Why Centre’s Proposed Amendments To IAS Cadre Rules Are Drawing Flak

| Updated: January 22, 2022 5:32 pm

On January 12, the Department of Personnel and Training (DoPT) in a letter to the chief secretaries of all state governments, set out a ‘Proposal for Amendments in IAS (Cadre) Rules, 1954’, saying that an officer whom the Union government wishes to put on deputation would “stand relieved” from his or her respective cadre, irrespective of the concerned state government’s consent within a stipulated time.

These proposed amendments to the IAS (Cadre) Rules would allow the Union government larger control over the deputation of IAS officials. While the DoPT says the amendments seek to overcome the shortage of IAS officers in the Union government, the proposed new rules will also take away the power of states to veto New Delhi’s request for officers.

The proposal has already been labelled ‘draconian’ by West Bengal chief minister Mamata Banerjee, who protested the move. As of now, a total of six states have written to the DoPT opposing the rules.

Currently, states can veto an IAS or IPS officer’s Central deputation, or issue an objection or no objection notice. The proposed amendment would take this power away.

The Union government has given only 12 days to state governments to send their comments, even as five states head for assembly elections. In its letter the DoPT said that the states “are not sponsoring an adequate number of officers for Central deputation”, and the number of officers is not sufficient to meet the latter’s requirement.

There is a feeling among many state governments that the proposed rules will severely affect their ability to implement policies and oppose arbitrary decisions of the Union government.

The amendments have conjured mixed responses from former civil servants, some of whom questioned the need to make the changes.

Wajahat Habibullah, a former chairperson of the National Commission for Minorities and a retired IAS officer, told The Wire, “The cadre had been organized on the lines of a federal civil service, so officers would be working as officers of the state, the services had always been a meeting ground between the federal and the unitary fold of our government”.

With the ability to undermine the state’s control over its officers, the Union government may forcefully transfer officers who are doing good work, he said. 

He further said, “My feeling is there should be greater decentralisation within the elected organs of the state, like the Panchayati Raj system. Greater control should be bestowed on people themselves, as was conceptualised during the Rajiv Gandhi government. I wouldn’t sound an alarm on this but if this is being done to gain greater control of the officers then this is not the way to go about it, trying to increase control will have its countereffects, it will weaken the federal nature of the civil services.”

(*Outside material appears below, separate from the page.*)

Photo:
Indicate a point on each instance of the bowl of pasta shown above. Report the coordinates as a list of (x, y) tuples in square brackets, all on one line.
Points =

Pointing toward the political nuances of this decision, Yashwant Sinha, the vice president of the Trinamool Congress and a former IAS officer, told The Wire that the BJP government was out to “destroy many fundamentals of the constitution, one of which is federalism”. He said that the present government has narrowed the powers of state governments.

“The idea is to make states as dependent on the Centre as possible. So that they have a strong Centre and the states are only vassals to them. IAS rules have stood the test of time and served the Union and state governments pretty well in the last 75 years, or ever since the constitution came. All India Services (AIS) are the best example under our constitution of cooperative federalism, that is sought to be destroyed,” said Sinha, who was minister of finance and external affairs in the A.B. Vajpayee government.

Sinha sees the AIS service cadre becoming a political football between the Union government and the states. He said that the proposed rules will destroy the autonomy of states, adding that the entire concept of cooperative federalism will go for a toss. “Everything that the BJP does is connected to their one overriding priority – winning elections,” Sinha explained.

R.K. Vij, who recently retired as special DGP of Chhattisgarh, however, said while there is no problem with officers being summoned for Central deputation, the words “specific situation” as written in the amendment are concerning. This suggests that these situations of requirement of Central deputation would be wholly determined by the Union government, he said.